An IV sloped from her forearm at the point of entry for the drugs that would anesthetize her, a small grace. In the gloom outside, the sun rose. Early that morning she showered without looking at her pregnant body. She’d dressed with a towel wrapped around herself.
“Do you want to feel him?” she said. He’d been kicking, and though she knew it wasn’t true, she couldn’t help but imagine his movements as a kind of play. All night he’d kicked, waked her as I slept. She tried to ignore him, and then felt guilty for ignoring him, for not responding. Though she didn’t know how to respond. We loved him so much, and this was what that love looked like.
I felt him through her skin, those kicks, similar but different to what I can feel now, a year later, his sister.

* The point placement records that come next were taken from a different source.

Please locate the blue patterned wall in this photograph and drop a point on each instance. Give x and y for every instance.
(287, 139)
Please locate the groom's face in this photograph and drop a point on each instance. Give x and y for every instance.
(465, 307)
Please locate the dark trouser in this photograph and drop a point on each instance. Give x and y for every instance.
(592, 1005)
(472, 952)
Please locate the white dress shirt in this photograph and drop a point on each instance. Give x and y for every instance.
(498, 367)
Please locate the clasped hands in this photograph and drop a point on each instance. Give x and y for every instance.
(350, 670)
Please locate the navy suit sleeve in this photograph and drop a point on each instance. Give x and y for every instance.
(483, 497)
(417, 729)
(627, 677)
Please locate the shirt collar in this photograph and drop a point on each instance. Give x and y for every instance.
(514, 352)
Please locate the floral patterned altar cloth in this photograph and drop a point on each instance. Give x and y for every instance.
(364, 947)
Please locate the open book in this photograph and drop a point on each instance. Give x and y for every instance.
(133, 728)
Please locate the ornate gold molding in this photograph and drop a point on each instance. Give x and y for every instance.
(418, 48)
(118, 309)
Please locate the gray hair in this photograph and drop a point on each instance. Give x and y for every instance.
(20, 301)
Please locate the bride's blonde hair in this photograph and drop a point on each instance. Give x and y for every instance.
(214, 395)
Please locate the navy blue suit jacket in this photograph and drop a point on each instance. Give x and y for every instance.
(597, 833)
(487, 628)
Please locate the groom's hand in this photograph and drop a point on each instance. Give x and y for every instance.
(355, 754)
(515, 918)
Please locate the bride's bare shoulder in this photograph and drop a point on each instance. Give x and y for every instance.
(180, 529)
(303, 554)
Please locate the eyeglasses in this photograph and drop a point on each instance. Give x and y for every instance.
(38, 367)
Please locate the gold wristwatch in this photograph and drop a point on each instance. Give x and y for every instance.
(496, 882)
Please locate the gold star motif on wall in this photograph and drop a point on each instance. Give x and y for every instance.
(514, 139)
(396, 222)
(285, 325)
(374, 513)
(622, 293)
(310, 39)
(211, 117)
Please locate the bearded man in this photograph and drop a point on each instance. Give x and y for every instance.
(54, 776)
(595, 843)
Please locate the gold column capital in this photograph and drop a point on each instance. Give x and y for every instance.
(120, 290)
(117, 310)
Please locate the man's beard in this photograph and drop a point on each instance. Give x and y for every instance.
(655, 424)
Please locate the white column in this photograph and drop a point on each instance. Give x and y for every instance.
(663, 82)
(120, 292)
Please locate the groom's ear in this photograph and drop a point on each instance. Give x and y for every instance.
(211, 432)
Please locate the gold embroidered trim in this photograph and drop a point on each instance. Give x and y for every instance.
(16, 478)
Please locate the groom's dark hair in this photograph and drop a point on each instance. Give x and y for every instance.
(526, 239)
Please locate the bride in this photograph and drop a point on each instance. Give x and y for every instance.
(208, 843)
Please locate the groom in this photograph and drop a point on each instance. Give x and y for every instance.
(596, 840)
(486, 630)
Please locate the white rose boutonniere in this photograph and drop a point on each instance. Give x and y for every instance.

Something inside me was coming to a boil, some darkness beginning to froth. We were in a hospital that in a little over a year would be inundated with people struggling to breathe, nurses and doctors working without the protective supplies required for a necessary membrane between the healer and the afflicted.
Still, Anna came to me while I was writing this and said, “I’m feeling hopeful in this moment.” About what, I asked. “About labor, birth, all that.” Month nine of the pregnancy, and we still have not managed unmitigated hope—which anyway is always a luxury.
Anna was nervous that day in January, understandably. I inspected again where they’d inserted the IV, at the crook of her arm. The porousness of bodies. I was worried to touch her with my sullied hands—she’d washed the night before and again that morning with a special soap that prevented the spread of antibiotic resistant superbugs. She had never been so clean.
The anesthesiologist and nurse came in. We’d already seen the haggard night nurse off, at the end of a shift of waking dreams. She stood in the doorway and told us she’d pray for us. The drugs would begin here, now, to soothe Anna, and by the time they wheeled her into the OR she’d be drowsy. Then they’d inject more, and she’d fall asleep, and when she woke—I walked with her as they wheeled the bed, as the anesthesia kicked in, saw her as far along as they would allow me to see, and then I kissed her goodbye, and went out to the waiting room alone, to wait.
It would be easy to say that I’m still waiting, that we’re all waiting. But it is true. For the birth of my daughter, the slope on the other side of the curve. Anna’s parents surprised her with a gift, a doppler sent by mail, so that we might preform telehealth visits with the OB and not have to risk going in so frequently. What this means is we can listen to our daughter. Anna lies down on the couch, pulls her shirt over her stomach. I press around the bump, feel the hardness beneath, guessing this is my daughter’s head, this her back. Then I apply the gel, turn on the device, and glide the probe, shaped like a portable mic, in circles to spread the gel. At first, the noise comes out like a record scratching, until the sound catches the faint drum of Anna’s pulse—and then, growing strong beneath it, as I press in gently, angle the probe, there it is, my daughter’s heartbeat.